Here's what top commenters had to say about this one:

said:

YTA for deciding for your wife what she can and cannot wear. Controlling much?

said:

YTA control freak.

said:

Who the f are you to tell her what she can and can't wear. If you don't like the dress, then don't wear it, but you don't get to tell another adult what they can and cannot wear. She's not your child. You sound controlling and abusive.

_s1m0n_s3z said:

What does your wife want to wear? But as a general thing, you're free to skip the wedding for any reason at all and not be an ahole. Forbidding your wife from attending (if she wants to go) would be another thing, and that would make you TA.

I'd suggest that you compromise and both attend, wearing your own clothes, and completely ignoring any fuss that may arise in consequence. Your wife is not a doll to be dressed by anyone else. Not you, and not your cousin.

said:

NTA, 100% it's understandable to feel uncomfortable with the dress choice, but refusing to attend the wedding might be an overreaction consider discussing it calmly with your cousin to find a compromise that respects everyone's feelings.

said:

It sounds like your cousin wants to embarrass you and your wife. NTA.

UPDATE:

So yesterday my wife came to me and told me that I should talk to my cousin and find a middle ground cause it's not worth breaking my relation with my cousin over a dress and I shouldn't be absent on her important day.

I told my wife that the dress she picked for her is obscene and it's not something you should wear in front of so many people it's like she's trying to humiliate her, she insisted I should talk to my cousin.

So I decided to go to my cousin and told her that I want to attended her wedding but the dress she picked for my wife is revealing and we are uncomfortable, either she should pick a better dress for her or we will wear want we want and if she refuses we won't attend.
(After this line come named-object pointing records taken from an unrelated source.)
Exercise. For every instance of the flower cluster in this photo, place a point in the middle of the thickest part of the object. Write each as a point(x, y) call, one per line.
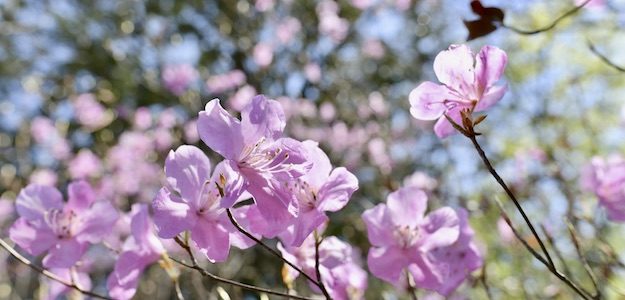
point(606, 179)
point(435, 249)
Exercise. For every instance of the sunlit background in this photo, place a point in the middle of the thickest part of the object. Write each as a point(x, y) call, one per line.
point(102, 90)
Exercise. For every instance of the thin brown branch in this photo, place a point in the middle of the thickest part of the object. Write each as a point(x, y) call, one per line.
point(317, 265)
point(195, 266)
point(604, 58)
point(550, 26)
point(582, 257)
point(47, 273)
point(271, 250)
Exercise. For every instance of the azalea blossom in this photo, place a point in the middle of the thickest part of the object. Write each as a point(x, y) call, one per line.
point(402, 235)
point(450, 264)
point(255, 149)
point(606, 179)
point(192, 201)
point(339, 266)
point(63, 230)
point(320, 190)
point(139, 251)
point(467, 83)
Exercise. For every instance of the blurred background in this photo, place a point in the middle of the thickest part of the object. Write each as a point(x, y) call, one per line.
point(102, 90)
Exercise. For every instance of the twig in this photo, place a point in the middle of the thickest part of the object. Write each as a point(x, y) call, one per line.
point(552, 269)
point(511, 195)
point(589, 271)
point(194, 265)
point(273, 251)
point(604, 58)
point(485, 284)
point(550, 26)
point(551, 241)
point(47, 273)
point(317, 270)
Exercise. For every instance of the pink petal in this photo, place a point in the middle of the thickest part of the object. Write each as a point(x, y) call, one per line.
point(492, 96)
point(212, 239)
point(407, 206)
point(34, 200)
point(64, 254)
point(379, 225)
point(171, 215)
point(187, 171)
point(34, 237)
point(220, 131)
point(235, 183)
point(426, 101)
point(97, 222)
point(489, 66)
point(305, 224)
point(262, 118)
point(454, 68)
point(387, 263)
point(337, 190)
point(440, 228)
point(443, 128)
point(80, 196)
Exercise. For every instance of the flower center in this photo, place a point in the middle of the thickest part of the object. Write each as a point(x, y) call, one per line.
point(264, 159)
point(305, 194)
point(60, 222)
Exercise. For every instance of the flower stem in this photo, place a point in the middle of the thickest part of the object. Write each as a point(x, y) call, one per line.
point(194, 265)
point(47, 273)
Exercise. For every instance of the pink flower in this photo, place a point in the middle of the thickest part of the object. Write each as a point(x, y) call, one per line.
point(606, 179)
point(450, 264)
point(177, 78)
point(191, 202)
point(320, 190)
point(64, 230)
point(56, 289)
point(90, 113)
point(465, 82)
point(338, 264)
point(85, 165)
point(402, 236)
point(255, 149)
point(139, 251)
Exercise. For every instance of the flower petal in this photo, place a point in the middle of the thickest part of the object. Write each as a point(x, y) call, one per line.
point(64, 254)
point(171, 215)
point(492, 96)
point(454, 68)
point(212, 239)
point(443, 128)
point(80, 196)
point(379, 226)
point(97, 222)
point(387, 263)
point(440, 228)
point(220, 131)
point(262, 118)
point(187, 170)
point(34, 200)
point(407, 206)
point(337, 190)
point(490, 63)
point(427, 100)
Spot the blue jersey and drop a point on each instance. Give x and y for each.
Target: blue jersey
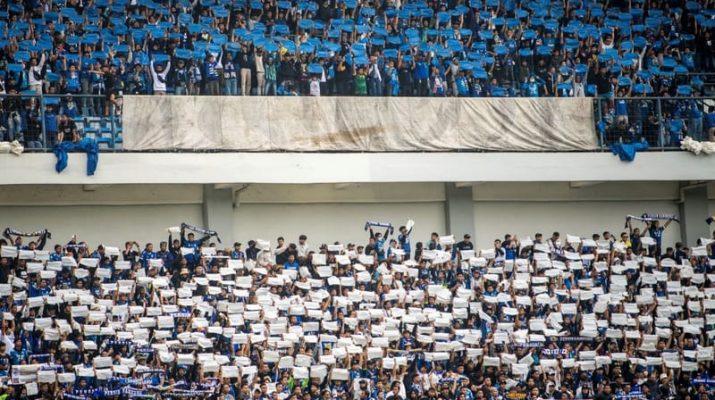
(404, 241)
(656, 234)
(146, 256)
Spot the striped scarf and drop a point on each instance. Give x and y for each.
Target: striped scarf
(201, 230)
(652, 217)
(16, 232)
(369, 224)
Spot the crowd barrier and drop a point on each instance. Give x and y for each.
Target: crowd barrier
(154, 123)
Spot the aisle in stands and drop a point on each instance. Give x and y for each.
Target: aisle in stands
(553, 317)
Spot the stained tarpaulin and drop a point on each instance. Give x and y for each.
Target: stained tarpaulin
(358, 123)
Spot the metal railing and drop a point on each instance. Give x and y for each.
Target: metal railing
(33, 120)
(662, 122)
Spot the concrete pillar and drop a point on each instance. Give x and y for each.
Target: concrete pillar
(693, 211)
(459, 210)
(217, 210)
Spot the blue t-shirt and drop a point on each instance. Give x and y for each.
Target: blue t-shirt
(656, 234)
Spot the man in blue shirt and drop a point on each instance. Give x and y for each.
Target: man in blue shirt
(656, 232)
(433, 244)
(422, 75)
(380, 243)
(147, 254)
(291, 263)
(191, 243)
(236, 253)
(404, 239)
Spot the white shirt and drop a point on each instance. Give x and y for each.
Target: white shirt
(303, 250)
(159, 84)
(37, 69)
(314, 88)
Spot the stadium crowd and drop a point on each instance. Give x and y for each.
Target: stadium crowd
(554, 317)
(479, 48)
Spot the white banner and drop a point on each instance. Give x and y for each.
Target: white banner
(358, 123)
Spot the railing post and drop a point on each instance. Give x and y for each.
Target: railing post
(601, 140)
(42, 120)
(661, 126)
(112, 115)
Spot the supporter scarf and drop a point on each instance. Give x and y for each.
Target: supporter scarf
(201, 230)
(153, 371)
(119, 343)
(145, 350)
(41, 232)
(529, 344)
(74, 397)
(189, 393)
(388, 225)
(651, 217)
(565, 339)
(132, 392)
(553, 352)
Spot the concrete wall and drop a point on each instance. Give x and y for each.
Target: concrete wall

My cousin said it's not THAT revealing and it suits my wife and her friends will also wear something similar and she wants my wife by her side.

I refused I told her she won't, especially, not in front of our family and friends and other important guests, it is a question of dignity of my wife, I told her either she stops insisting that my wife wears that dress or we won't attend her wedding.
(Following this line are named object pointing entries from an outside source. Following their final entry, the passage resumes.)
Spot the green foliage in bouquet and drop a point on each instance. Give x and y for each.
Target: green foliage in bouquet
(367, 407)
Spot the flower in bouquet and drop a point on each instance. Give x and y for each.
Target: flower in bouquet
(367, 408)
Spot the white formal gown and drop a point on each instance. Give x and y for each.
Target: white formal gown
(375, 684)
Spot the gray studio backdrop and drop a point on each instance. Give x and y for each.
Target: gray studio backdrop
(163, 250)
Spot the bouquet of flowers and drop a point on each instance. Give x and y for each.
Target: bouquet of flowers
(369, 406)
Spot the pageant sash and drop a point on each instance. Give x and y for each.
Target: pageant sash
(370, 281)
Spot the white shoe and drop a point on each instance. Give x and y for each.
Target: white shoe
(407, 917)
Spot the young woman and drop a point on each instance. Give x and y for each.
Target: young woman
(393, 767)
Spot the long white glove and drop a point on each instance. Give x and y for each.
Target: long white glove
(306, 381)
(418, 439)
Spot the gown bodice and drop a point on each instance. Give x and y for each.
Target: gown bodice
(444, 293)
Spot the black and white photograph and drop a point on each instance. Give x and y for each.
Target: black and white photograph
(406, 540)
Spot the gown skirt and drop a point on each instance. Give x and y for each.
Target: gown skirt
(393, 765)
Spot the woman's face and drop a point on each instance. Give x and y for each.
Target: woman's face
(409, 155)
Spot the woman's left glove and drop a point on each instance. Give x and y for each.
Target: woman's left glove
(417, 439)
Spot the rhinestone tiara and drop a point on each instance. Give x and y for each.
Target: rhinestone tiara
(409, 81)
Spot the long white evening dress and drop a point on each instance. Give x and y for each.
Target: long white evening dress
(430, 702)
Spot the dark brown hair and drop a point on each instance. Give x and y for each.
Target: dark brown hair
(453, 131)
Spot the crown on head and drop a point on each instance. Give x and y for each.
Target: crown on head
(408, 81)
My cousin finally agreed and said we can wear whatever we want and forget this incident ever happened, I also agreed and told my wife and we decided to wear our traditional clothes but I feel uncomfortable maybe I am just being paranoid but I feel like she'll do something to stir up some trouble, I don't know if I really should attend her wedding.

Here's what top commenters had to say about the update:

said:

The wife being uncomfortable in the dress is all we need to know. I don't have religious or cultural reasons to not wear a revealing dress, but I still wouldn't do it in front of my parents because I would be uncomfortable. That's really all that matters.

said:

YTA. This entire post is about YOU and making all the decisions about what your wife is permitted to wear. Not once do you say anything to indicate she was unhappy with it too.

PedXing23 said:

YTA - "when my wife tried it I told her she's not going to wear that thing in front of family and friends and other important guests," Your wife should be the one deciding what is appropriate for her to wear. If anything it is between your wife and your cousin. Support your wife - don't dictate to her.

said:

YTA. I'm getting the vibe that you think you can decide for your wife what she will and won't wear. That automatically make you an AH. Your wife is the only person who gets to make that call.

Andromeda081 said:

YTA. It sounds like she tried on the dress and your cousin bought it, you saw it later and said no, but are now saying “WE are uncomfortable” like you don’t acknowledge that SHE is not YOU and has her own preferences as an individual and a human being.

You already got your (highly controlling and demanding) way, but it’s still not good enough and you’re convinced your cousin is going to come for you. Seek therapy.

said:

YTA. This reeks of you being super controlling. You never mention how your wife feels, but that you TOLD her the dress is too obscene. Based on the “traditional clothes," I’m guessing there’s missing context here though.